Happy text mining and job searching! Hope to see some of you here at Scholarly Commons on March 6!

Introduction to Web-Based Word Cloud Generators

A word cloud created with Tagul using the words from this blog post!

A word cloud created with Tagul using the words from this blog post!

If you’re in a pinch and need some kind of visualization to go along with a presentation or project, a word cloud can be an easy fix. Word clouds take the most frequently used words in a block of text and create a visual where the most frequently-occurring words appear larger, and smaller words are smaller. There are thousands of ways to create a word cloud, but these are a few simple generators that can help you out when you need a word cloud in a hurry.

TagCrowd

TagCrowd is, perhaps, the simplest of all these generators to use, and one of the few generators that can create a word cloud from a URL. Simply paste the text or URL, or upload a file to TagCrowd and it will create a blue word cloud for you. There aren’t many options as far as styling goes — unlike some of the other generators we’ll be looking at — but it could not be simpler. The options that TagCrowd does give you are: language, maximum number of words, minimum frequency of words, show frequencies, group similar words, convert to lowercase, and exclusion of certain words.
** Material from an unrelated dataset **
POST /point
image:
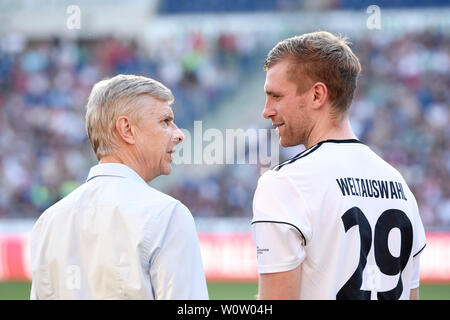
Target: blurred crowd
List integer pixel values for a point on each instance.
(401, 110)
That being said, be careful when you use a URL with TagCrowd. Below are two examples: the first, I copy-pasted the text of David Sedaris’ essay “Stepping Out” from The New Yorker. The second, I used the URL for the story, rather than the text. The two clouds were entirely different, and the URL didn’t give me the actual words from the story.

The TagCrowd cloud from the copy-pasted text.
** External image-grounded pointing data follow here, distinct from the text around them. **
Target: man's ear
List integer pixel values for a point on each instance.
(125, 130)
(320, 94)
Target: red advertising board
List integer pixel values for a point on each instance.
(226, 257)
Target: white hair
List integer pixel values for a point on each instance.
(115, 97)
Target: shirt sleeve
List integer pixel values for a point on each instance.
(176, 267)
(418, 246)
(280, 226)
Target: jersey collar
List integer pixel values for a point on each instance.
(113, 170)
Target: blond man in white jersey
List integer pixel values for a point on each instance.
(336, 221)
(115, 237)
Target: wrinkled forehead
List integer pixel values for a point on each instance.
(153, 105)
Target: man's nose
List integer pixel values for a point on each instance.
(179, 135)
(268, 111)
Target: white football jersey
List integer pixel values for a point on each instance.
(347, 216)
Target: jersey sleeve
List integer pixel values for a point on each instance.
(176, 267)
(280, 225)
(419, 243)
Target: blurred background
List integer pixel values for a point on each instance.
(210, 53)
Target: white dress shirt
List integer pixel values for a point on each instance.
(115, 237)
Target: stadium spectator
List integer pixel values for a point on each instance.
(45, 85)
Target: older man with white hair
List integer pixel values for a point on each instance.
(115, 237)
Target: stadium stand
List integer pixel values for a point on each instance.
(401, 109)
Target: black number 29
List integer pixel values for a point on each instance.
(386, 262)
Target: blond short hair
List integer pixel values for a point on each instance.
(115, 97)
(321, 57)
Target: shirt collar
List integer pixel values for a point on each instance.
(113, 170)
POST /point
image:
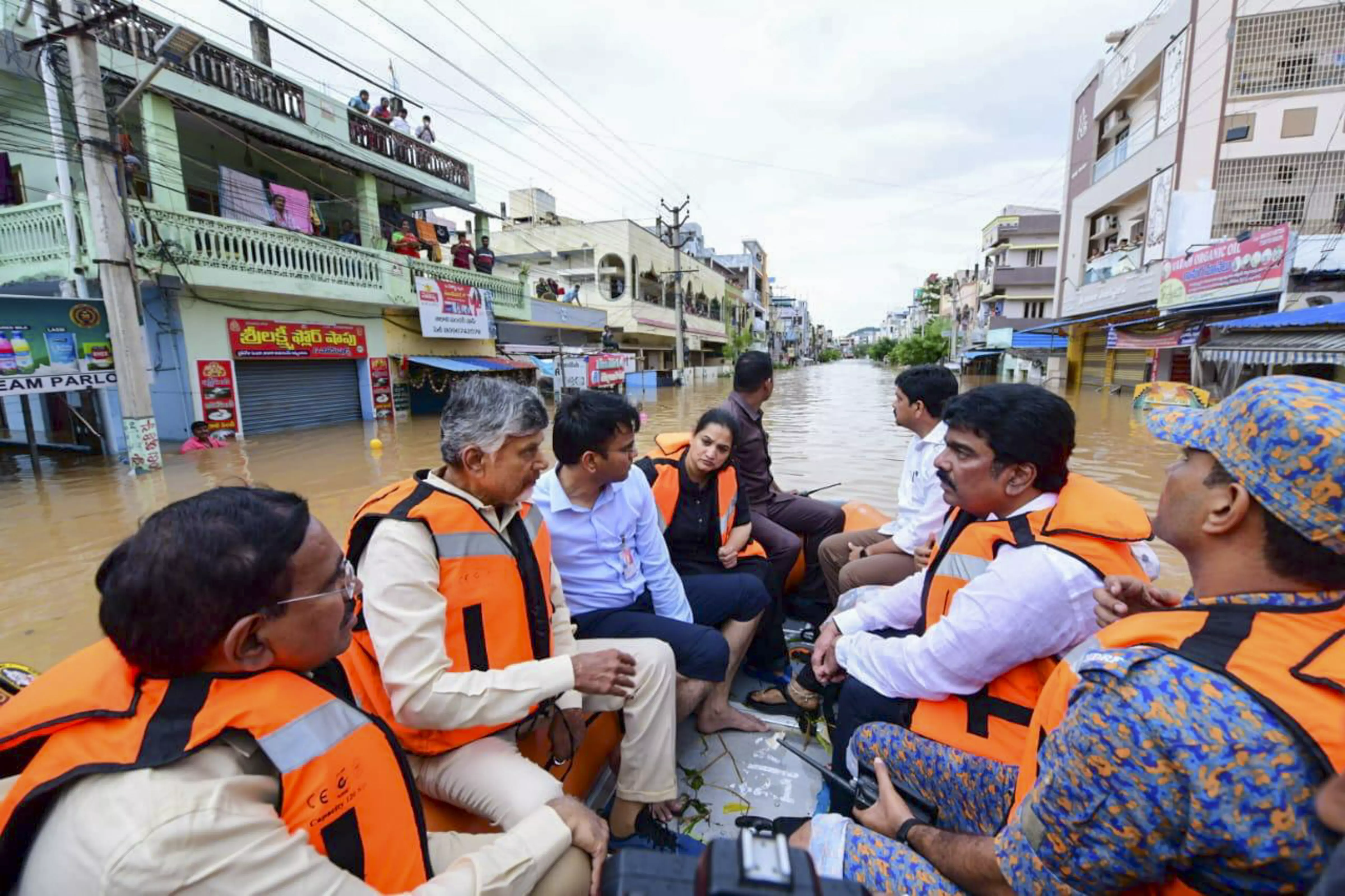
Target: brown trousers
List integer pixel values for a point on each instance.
(843, 574)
The TagCrowd cloud from the copy-pasted text.

The TagCrowd cloud from the URL.

The TagCrowd cloud from the URL.

WordClouds.com

WordClouds.com provides more options than TagCrowd, and produces more aesthetically pleasing — though, perhaps, less simple to read and understand — word clouds. You can input text through copy-pasting, through a text or PDF file, as well as through a URL. Notably, the URL option works better at WordClouds.com. WordClouds.com also lets you customize your image, by fitting the word cloud into particular shapes, as well as offering different color schemes and fonts. It is also easier to get data about the frequency of word usage on WordClouds.com, and it allows you to save/share your word cloud in a variety of formats. Overall, WordClouds.com is a whimsical alternative for generating a word cloud. Below are two word clouds I created using the Sedaris essay from its URL. I chose a checkmark shape for the first cloud, and the second is an automatically-generated rainbow.

wc3

I chose to shape my word cloud as a check mark with WordClouds.com.

wc4

The rainbow option is fun and easy to use, though maybe not the most easily readable option on WordClouds.com.

Tagul

And finally, we have Tagul. Tagul is the most complicated of these three options, but also allows you to the most customization and options for your word cloud. Tagul allows you to add/subtract words easily from your word cloud, as well as give you a number of shapes, fonts, color and animation options for your word cloud. You can make something as simple as a circle in one color, or an emoji smiley face that has the word pop up when you hover over it. You will probably spend more time creating your word cloud on Tagul, but you can really make sure you’re getting what you want. Below are two word clouds — one simple, one more complicated — created with copy-pasted text from Sedaris’ essay.

wc5

Our more dramatic word cloud made with Tagul.

wc6

A simpler and easy to read word cloud created with Tagul.

There are many other options for creating word clouds, but these are three easy websites that you can use when you need a word cloud and you need one quick. How do you like to generate word clouds? What sort of projects have you used word clouds for? Let us know in the comments!